Causas o etiología del tétanos

Las esporas de esta bacteria suelen vivir en el suelo y permanecer inactivas durante décadas, aunque de hecho pueden estar en cualquier sitio. La infección se produce a causa de una lesión o herida o el contacto con cualquier objeto contaminado. Las esporas, cuando penetran en la herida, liberan las bacterias que producen un tóxico denominado tetanospasmina. Este bloquea las señales nerviosas que la médula espinal envía a los músculos, lo que provoca espasmos tan violentos que pueden, incluso, ocasionar fracturas en la columna.

Sintomatología del tétanos

Los primeros síntomas de la infección aparecen entre los 7 y los 21 días. En los países desarrollados, estos casos suelen corresponder a personas que no han sido vacunadas contra la enfermedad. Los primeros indicativos se manifiestan en la mandíbula, con leves espasmos de los músculos; lo que se conoce como trismo. Estos espasmos también pueden afectar el tórax, la espalda, el cuello o los músculos abdominales. En ocasiones pueden comprometer los músculos que intervienen en la respiración, lo que inevitablemente conlleva problemas respiratorios.

Otros síntomas asociados al tétanos son:

  • Fiebre.
  • Espasmos en la mano o el pie.
  • Sudoración abundante.
  • Babeo.
  • Irritabilidad.
  • Dificultad para deglutir.
  • Dolor de cabeza.
  • Micción o defecación sin control.
En los casos más graves pueden surgir complicaciones que derivan en:

  • Paro respiratorio.
  • Insuficiencia cardíaca.
  • Daño cerebral por falta de oxígeno.
  • Fracturas.
  • Neumonía.

Diagnóstico y tratamiento del tétanos

En primer lugar procede un examen físico y un estudio de la historia clínica. Igualmente necesario será efectuar otros exámenes para descartar enfermedades de sintomatología similar, como pueden ser la meningitis o la rabia.

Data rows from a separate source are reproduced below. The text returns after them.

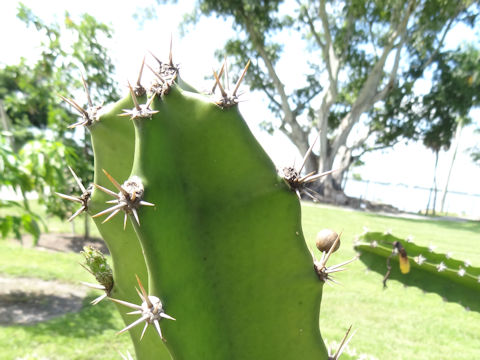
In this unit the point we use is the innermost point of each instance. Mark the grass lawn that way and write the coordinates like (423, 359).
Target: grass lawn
(396, 323)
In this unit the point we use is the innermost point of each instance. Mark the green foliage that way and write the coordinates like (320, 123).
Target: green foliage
(347, 43)
(29, 90)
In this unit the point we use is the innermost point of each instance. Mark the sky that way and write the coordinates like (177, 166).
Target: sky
(409, 164)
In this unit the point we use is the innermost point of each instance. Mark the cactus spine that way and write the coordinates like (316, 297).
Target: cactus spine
(219, 242)
(452, 279)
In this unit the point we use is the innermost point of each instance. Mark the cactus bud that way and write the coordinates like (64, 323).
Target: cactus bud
(325, 240)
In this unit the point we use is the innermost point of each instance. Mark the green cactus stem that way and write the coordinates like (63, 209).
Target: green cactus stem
(452, 279)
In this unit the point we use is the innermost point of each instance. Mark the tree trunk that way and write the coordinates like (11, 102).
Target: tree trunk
(435, 188)
(458, 132)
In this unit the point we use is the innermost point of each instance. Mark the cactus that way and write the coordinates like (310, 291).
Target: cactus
(454, 280)
(196, 215)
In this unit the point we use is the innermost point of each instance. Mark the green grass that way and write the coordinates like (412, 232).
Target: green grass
(54, 223)
(396, 323)
(399, 322)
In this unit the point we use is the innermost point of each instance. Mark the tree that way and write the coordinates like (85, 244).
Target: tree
(444, 110)
(30, 103)
(360, 53)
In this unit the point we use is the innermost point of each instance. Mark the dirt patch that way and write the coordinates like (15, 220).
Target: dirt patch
(29, 300)
(64, 243)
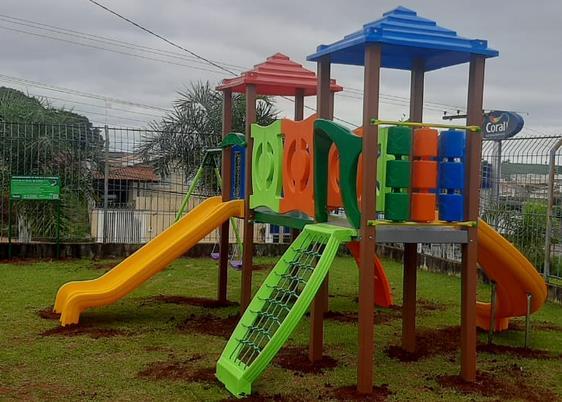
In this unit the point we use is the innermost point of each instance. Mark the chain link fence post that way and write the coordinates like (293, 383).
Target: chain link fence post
(105, 184)
(550, 206)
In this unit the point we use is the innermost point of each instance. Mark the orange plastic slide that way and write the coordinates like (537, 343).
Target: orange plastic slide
(383, 292)
(514, 275)
(75, 297)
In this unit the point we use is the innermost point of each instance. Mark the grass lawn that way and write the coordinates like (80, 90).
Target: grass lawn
(152, 346)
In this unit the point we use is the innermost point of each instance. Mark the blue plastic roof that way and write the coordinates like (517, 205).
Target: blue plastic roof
(404, 37)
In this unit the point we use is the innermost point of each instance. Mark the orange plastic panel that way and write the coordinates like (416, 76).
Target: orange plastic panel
(424, 175)
(422, 207)
(334, 196)
(425, 143)
(298, 172)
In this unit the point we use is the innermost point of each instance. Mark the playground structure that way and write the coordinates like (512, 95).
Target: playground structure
(424, 183)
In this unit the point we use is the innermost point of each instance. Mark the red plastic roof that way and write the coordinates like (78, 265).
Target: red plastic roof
(277, 76)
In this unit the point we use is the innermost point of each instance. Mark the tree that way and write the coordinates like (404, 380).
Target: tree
(194, 124)
(40, 140)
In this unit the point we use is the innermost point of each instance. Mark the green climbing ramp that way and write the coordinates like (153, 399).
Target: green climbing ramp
(279, 305)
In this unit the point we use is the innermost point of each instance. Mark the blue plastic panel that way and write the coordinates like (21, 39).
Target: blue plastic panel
(451, 207)
(238, 177)
(451, 175)
(452, 144)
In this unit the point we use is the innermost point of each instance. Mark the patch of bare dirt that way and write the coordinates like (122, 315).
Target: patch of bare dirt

En la actualidad no existen pruebas de laboratorio específicas para diagnosticar de un modo fiable la presencia de la enfermedad. Es de señalar que sin el tratamiento adecuado no superan la enfermedad una de cada cuatro personas, mientras que con el tratamiento se reduce por debajo del 10%. También es destacable que una vez superada la fase aguda, la recuperación suele ser completa.

El tratamiento contempla varios aspectos, empezando por los antibióticos. Los más utilizados son la eritromicina, la penicilina, la clindamicina o el metronidazol, siendo este último el que ha demostrado una mayor efectividad. Otros medicamentos indicados son los relajantes musculares, los sedantes o los fármacos para neutralizar el tóxico, como los concentrados de inmunoglobulinas antitetánicas. Puede ser necesaria la cirugía para limpiar la herida y tratar de eliminar el origen del tóxico. El paciente deberá permanecer en cama en un ambiente lo más relajado posible.

Vacunas antitetánicas

Las medidas de prevención más esenciales pasan por la vacunación. La protección que ofrece este tipo de vacunas se ha calculado que persiste por un periodo que oscila entre los 10 y los 12 años.

Existen diferentes vacunas, bien contra el tétanos propiamente dicho, o bien combinadas con otras vacunas, como la difteria, la poliomielitis, la tos ferina, el haemophilus o la hepatitis B. Lo habitual es empezar por una serie de “3 en 1”, conocida como DTPa y que protege contra la difteria, la tos ferina y el tétanos. Posteriormente de aplican vacunaciones de refuerzo para mantener la inmunidad a partir de los 11 años. Para cualquier persona que haya sufrido alguna lesión de riesgo, siempre que hayan transcurrido más de 10 años de la vacunación o refuerzo, se recomienda siempre proceder de nuevo a la vacunación de refuerzo.